Aladdin begins with an actor named James Monroe Iglehart--despite his presidential name, he was the plus-size comic in Memphis--welcoming us to the world of "Arabian Nights." Iglehart's Genie seems, from the first, a character we would be happy to spend an evening's entertainment with. He is nevertheless immediately sent back to his dressing room, where he presumably gorges on carbohydrates and energy drinks--or pizza and pastries--for almost the entire first act.

Iglehart springs back into view shortly before intermission with a little item called "Friend Like Me," which turns into an insanely glitzy production number that packs all the punch of Beauty and the Beast's "Be Our Guest" and Hello, Dolly's title song combined. It is one of the most delirious things of its kind in years, and director/choreographer Casey Nicholaw deserves a tip of the sequined hat. "Friend Like Me" more than atones for the six preceding musical numbers, which are only moderately entertaining in a generic, pseudo-Arabian manner.
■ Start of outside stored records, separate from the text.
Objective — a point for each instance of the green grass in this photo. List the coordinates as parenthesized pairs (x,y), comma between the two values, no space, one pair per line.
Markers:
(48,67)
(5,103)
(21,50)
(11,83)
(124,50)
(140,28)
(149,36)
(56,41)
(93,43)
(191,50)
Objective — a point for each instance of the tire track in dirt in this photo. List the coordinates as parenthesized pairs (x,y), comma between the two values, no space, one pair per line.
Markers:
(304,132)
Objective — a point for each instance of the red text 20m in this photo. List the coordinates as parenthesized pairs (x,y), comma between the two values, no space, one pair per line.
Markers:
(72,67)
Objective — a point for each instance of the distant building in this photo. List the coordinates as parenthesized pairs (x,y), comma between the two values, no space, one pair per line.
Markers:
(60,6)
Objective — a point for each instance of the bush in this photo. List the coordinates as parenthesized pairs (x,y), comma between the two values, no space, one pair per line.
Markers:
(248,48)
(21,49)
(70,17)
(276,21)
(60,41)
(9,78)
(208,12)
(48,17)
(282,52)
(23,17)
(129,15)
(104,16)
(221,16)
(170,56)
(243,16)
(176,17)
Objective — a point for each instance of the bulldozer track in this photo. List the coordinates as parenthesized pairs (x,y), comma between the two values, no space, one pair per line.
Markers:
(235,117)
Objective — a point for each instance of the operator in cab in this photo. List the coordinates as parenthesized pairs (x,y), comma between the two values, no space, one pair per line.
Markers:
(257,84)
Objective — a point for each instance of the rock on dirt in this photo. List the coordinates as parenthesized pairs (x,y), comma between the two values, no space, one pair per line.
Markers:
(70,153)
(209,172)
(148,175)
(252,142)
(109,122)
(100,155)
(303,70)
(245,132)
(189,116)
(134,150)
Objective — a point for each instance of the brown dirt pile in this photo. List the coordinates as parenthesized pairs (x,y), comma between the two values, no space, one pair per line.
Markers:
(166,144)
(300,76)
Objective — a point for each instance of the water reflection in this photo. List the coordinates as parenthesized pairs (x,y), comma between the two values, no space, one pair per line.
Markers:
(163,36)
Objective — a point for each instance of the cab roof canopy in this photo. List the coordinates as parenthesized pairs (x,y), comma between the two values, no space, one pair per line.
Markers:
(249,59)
After repairing to his dressing room and presumably an awaiting oxygen-tank, Iglehart returns for more of the same in Act Two; not only singing and dancing, but creating a full-fledged comic portrayal as well. The most difficult item for the creators of Aladdin to replicate on stage, surely, was the film's big blue Genie with the voice of Robin Williams. Fortunately they gambled on the little-known Iglehart, and he does for Aladdin more or less what Nathan Lane did for The Producers.

The second act manages to sustain itself even when its Genie is taking a breather. "A Whole New World," delivered on a moonlit magic carpet ride over the turreted city, turns out to be a lovely interval thanks to the song, the singers, the lush orchestration, and the stage images from designers Bob Crowley (sets) and Natasha Katz (lights). Elsewhere, the three comic sidekicks--who are not all that funny in Act One--come into their own in the latter stages of the story.

But it is Iglehart's show; he takes full advantage of the material and the opportunity, and I suppose Disney realizes that this brass-lamp genie is worth his weight in gold. Adam Jacobs makes an ingratiating Aladdin, with a friendly manner and the widest teeth on Broadway since we last spotted Donny Osmond. Courtney Reed doesn't make much of an impression as the heroine Jasmine--she seems neither "Arabian" nor feisty. Jonathan Freeman ably fills the role of the villainous Jafar; he seems like a walking counterpart of the film character, which he more or less is (having voiced the role in the film). Adding a touch of class, in the role of the Sultan, is veteran Clifton Davis, who back in 1971 starred in Joe Papp's rollicking Two Gentlemen of Verona.

As with most Disney stage adaptations, the score is padded with new and originally-deleted songs that fill out--but don't enhance--the show. In this case, composer Alan Menken worked with Chad Beguelin, the up-and-coming lyricist/librettist from The Wedding Singer and Elf. (Some of the original lyrics are by Howard Ashman, the others by Tim Rice.) Beguelin's book is filled with sitcom-easy jokes, some of which are a stretch. (Man: I'm gonna be stinking rich! Other Man: You're already halfway there!) And there are myriad food gags. (Man: It's not right to bully! Other Man: Did somebody say tabouleh?) But then, might it not be profitable for a Disney family musical to be filled with sitcom-easy jokes?

Director/choreographer Nicholaw (of Book of Mormon) is one of Broadway's top musical comedy guys nowadays, as demonstrated by "Friend Like Me." The rest of his first act, though, seems restrained and merely atmospheric. The scenery by Bob Crowley is effective, but without the extra-special touch he has brought to various projects in the past (including Mary Poppins and this season's Glass Menagerie). The always-expert Natasha Katz creates magical images with her lighting, while Gregg Barnes (of Follies and Kinky Boots) outdoes himself with costumes that bring new meaning to the word resplendent. The sound, though, is so over-amplified that it obscures what are probably first-rate orchestrations by Danny Troob.

Score Aladdin a considerable win for Disney, likely to fill the New Amsterdam with happy crowds for seasons to come. Better than Little Mermaid, Aida and Tarzan, though not exactly a knockout.